Solved: Healthcheck requests skewing stats

alianos · ‎19 Oct 2022

We recently realised that the multidimentional analysis stats are pretty wrong and missleading in terms of the real response time of the service. Here is the issue:

Imagine a service whose true average response time is about 500ms. Each server that runs this service has a healthcheck, but the healthcheck responds in 1ms. There is a liveness and a readiness healthcheck and they happen every 10s x 3 servers = 2req * 3ser * (60/10s) = 60 healthcheck req/m. As you can imagine, the healthcheck brings down the average response time and affects all the percentiles as well. This has significant implications when looking at the multidimentional analysis to draw conclusions.

--------

Problem number 1:
During the day, the traffic pattern changes.
-Overnight: 20req/m real traffic + 60req/m healthcheck = average response time 125ms
-Start of day: 60req/m real traffic + 60req/m healthcheck = average response time 250ms
-Peak traffic: 600req/m real traffic + 60req/m healthcheck = average response time 450ms

The real response time is fixed at 500ms, but the conclusion drawn from the multidimention analysis is that the service becomes slower as it gets more and more traffic.

---------

Problem number 2:

Increasing the servers from 3 to 10 to better support the traffic. We now have 200 healthcheck req/m.

-Before: 600req/m real traffic + 60req/m healthcheck = average response time 450ms
-After: 600req/m real traffic + 200req/m healthcheck = average response time 375ms

The conclusion drawn by looking at the multidimentional analysis is that increasing the number of servers improved the performance. In reality it improved nothing, it is but an artifact.

-----------

Problem number 3:

The service only dealth with 10% of the full possible load. We now put 50% load on the service.
-Before: 600req/m real traffic + 60req/m healthcheck = average response time 450ms
-After: 3000req/m real traffic + 60req/m healthcheck = average response time 490ms

The conclusion drawn by looking at the multidimentional analysis is that the service is now significantly slower and cannot support the extra load. In reality the response time has remained constant.

------------

So I hope that I have convinced you of the importance of excluding that call. I confirmed with support that "Muting" the call does not affect the multidimentional analysis, only the alerts. There is a different suggestion to globably exclude the path from deepmonitoring but for big organisations globably is a difficult word so I haven't been able to test that yet.

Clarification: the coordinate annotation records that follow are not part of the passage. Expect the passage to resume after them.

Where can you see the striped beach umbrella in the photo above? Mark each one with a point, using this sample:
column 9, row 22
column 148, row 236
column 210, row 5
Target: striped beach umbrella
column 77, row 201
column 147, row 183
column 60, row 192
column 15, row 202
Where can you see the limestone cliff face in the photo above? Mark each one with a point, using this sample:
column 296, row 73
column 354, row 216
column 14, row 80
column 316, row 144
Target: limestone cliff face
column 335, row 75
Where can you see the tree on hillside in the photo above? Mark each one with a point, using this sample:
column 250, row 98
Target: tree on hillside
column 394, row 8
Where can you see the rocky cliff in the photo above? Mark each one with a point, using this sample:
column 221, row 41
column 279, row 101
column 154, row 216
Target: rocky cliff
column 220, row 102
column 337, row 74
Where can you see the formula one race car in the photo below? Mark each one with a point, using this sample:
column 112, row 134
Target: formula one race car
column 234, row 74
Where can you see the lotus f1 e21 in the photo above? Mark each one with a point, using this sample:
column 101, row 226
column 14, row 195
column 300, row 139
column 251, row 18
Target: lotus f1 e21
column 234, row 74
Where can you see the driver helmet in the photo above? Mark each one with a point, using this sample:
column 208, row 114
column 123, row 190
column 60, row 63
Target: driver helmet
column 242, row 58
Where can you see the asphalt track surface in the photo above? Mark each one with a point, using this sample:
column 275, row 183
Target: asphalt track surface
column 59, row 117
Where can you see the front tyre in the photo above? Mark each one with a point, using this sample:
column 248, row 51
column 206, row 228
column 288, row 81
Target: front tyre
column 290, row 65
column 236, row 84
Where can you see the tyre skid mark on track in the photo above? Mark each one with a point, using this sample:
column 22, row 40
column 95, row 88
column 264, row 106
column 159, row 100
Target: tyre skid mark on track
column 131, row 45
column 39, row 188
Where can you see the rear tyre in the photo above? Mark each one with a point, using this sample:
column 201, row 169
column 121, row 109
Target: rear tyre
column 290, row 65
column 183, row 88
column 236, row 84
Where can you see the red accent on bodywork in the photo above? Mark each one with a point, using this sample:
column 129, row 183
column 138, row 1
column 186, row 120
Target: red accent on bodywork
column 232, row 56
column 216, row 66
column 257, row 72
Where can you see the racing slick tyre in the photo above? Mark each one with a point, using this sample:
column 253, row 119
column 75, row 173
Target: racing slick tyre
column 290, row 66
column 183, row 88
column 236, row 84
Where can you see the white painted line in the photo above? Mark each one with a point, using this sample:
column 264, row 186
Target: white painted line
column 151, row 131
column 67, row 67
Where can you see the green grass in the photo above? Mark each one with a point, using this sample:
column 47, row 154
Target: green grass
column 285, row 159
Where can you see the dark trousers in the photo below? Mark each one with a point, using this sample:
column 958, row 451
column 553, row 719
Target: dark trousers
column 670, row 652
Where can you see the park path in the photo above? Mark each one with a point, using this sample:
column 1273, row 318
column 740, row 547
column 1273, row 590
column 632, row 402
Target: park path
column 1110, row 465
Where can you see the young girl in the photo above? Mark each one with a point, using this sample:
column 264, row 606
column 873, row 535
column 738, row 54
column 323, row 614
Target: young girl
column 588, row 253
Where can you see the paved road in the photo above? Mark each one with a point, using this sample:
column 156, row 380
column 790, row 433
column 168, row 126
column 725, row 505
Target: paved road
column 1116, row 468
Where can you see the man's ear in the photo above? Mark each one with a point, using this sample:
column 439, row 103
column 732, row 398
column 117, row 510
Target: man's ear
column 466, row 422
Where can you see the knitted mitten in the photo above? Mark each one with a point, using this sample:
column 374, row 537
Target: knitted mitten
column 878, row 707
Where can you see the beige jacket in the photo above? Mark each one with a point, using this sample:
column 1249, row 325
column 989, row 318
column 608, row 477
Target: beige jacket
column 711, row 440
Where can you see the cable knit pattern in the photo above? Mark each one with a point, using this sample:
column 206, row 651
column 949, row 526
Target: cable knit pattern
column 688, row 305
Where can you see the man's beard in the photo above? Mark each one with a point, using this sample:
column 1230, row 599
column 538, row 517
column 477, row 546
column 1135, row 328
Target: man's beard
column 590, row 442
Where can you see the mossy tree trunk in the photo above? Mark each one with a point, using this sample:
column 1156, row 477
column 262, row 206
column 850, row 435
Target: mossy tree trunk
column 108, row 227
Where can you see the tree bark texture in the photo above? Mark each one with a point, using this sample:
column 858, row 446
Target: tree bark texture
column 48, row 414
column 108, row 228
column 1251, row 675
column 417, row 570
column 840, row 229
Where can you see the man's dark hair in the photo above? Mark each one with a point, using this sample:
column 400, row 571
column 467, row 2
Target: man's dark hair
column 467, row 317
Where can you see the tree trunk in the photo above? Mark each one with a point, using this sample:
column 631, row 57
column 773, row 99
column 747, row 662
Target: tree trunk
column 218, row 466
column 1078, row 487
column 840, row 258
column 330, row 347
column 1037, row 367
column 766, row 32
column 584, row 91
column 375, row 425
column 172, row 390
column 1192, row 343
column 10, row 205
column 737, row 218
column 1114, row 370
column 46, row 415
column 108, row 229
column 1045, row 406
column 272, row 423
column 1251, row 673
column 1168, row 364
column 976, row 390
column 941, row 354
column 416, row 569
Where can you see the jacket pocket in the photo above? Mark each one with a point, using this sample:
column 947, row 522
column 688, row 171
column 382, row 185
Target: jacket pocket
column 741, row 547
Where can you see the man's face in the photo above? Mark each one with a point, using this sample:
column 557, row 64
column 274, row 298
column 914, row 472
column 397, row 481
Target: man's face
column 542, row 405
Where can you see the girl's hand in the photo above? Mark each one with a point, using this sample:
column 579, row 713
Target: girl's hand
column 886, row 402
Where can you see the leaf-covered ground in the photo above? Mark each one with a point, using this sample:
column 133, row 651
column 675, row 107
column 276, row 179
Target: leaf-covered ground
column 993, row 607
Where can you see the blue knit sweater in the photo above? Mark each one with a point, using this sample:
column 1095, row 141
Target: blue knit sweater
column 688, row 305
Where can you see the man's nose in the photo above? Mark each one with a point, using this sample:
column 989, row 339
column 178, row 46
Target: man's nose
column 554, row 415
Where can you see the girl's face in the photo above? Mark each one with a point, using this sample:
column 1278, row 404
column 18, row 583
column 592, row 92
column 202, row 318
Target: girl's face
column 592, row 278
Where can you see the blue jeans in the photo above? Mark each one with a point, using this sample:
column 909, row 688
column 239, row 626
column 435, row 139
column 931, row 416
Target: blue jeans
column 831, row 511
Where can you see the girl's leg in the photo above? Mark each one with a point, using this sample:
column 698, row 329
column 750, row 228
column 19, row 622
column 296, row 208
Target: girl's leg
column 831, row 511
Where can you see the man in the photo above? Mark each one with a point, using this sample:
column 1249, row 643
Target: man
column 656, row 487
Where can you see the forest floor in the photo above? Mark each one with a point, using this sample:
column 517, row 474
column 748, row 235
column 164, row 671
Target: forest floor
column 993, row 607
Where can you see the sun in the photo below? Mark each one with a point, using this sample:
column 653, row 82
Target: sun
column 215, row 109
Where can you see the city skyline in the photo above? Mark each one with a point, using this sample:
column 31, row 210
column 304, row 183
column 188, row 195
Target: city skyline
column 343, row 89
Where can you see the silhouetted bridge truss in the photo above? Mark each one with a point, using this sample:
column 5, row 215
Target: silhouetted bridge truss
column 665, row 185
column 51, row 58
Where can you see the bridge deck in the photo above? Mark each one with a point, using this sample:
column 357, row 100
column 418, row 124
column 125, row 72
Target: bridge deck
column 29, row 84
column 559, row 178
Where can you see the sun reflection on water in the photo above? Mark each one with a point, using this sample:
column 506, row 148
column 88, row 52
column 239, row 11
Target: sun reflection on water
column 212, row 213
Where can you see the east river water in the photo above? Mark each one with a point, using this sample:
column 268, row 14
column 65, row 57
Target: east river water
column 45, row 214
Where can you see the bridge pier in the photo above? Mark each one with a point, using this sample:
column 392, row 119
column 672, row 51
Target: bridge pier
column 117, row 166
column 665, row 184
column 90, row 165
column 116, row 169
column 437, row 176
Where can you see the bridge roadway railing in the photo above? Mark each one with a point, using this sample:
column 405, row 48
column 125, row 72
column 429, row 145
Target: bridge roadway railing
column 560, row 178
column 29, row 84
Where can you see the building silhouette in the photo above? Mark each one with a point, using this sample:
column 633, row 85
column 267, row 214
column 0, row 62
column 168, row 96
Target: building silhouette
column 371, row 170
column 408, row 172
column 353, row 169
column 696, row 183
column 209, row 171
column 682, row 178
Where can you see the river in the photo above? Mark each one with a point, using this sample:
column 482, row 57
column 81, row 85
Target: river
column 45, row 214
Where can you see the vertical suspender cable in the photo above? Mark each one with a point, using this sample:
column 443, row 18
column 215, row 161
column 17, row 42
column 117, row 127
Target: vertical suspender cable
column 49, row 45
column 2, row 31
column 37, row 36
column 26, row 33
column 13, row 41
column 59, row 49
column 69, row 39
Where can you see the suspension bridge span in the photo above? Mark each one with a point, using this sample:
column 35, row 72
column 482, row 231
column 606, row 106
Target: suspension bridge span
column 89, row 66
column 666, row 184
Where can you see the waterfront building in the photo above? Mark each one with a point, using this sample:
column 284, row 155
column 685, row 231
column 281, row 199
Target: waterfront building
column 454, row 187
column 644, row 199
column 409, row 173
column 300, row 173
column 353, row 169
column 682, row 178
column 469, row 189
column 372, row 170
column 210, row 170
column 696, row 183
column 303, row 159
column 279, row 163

My question is, how is this not a problem for everyone?

Mizső · ‎19 Oct 2022

Hi @alianos,

I guess in lot of use cases there are less hc requests (1/min) and much more real traffic sometimes 10k - 50k / min so the impact of hc requests are minimal.

Your use case is quite special in my point of view. Maybe you should raise a product idea about this problem.

Dynatrace product ideas - Dynatrace Community

Best regards,

Mizső

Dynatrace Community RockStar 2024, Certified Dynatrace Professional

Julius_Loman · ‎19 Oct 2022

@alianos if the health check is a web request, then you can exclude it from capturing. Go to Settings -> Server side service monitoring -> Deep Monitoring:

Dynatrace Ambassador | Alanata a.s., Slovakia, Dynatrace Master Partner

Mizső · ‎19 Oct 2022

Hi @alianos,

The truth is on @Julius_Loman side. Thanks for the correction.

I used this feature some years ago only one tenant in a differnet format.

So you do not need to raies product idea if you can use this solution.

Best regards,

Mizső

Dynatrace Community RockStar 2024, Certified Dynatrace Professional

alianos · ‎19 Oct 2022

Thanks Both. This is what I meant when I mentioned

@alianos wrote:
There is a different suggestion to globably exclude the path from deepmonitoring but for big organisations globably is a difficult word so I haven't been able to test that yet.

Glad to know that this will work and this is what people generally do, it helps build confidence.

mgome · ‎19 Oct 2022

We encountered two problems with global exclusion of healthcheck and readinesss for lightly used services, Often these would be the only calls over long periods of time, causing issues with trying to find services in time picker windows where no other calls occured. Second, I had a user who insisted on seeing these calls even though i was trying to reduce noise in our cluster and reduce trace creation in environments.

paul_hill · ‎22 Dec 2023

Its a common problem and a catch-22 situation.

If the health checks fail then having a trace can be useful to determine why. Its also useful to see sporadic health check failures even though liveness/readiness failures are not reported. Most K8 containers will have a threshold of 3 health check failures before the probe actually fails. so in theory the health check failure rate could be 66% but the probe never fails - that can get really confusing in dynatrace!

but merging health check metrics with real traffic metrics defintiely hides the real performance of the service. To avoid merging we ensure name of the health check service is distinct from the real traffic service names.

To avoid alerts on the health check service we switch off failure rate detection for the named health check service.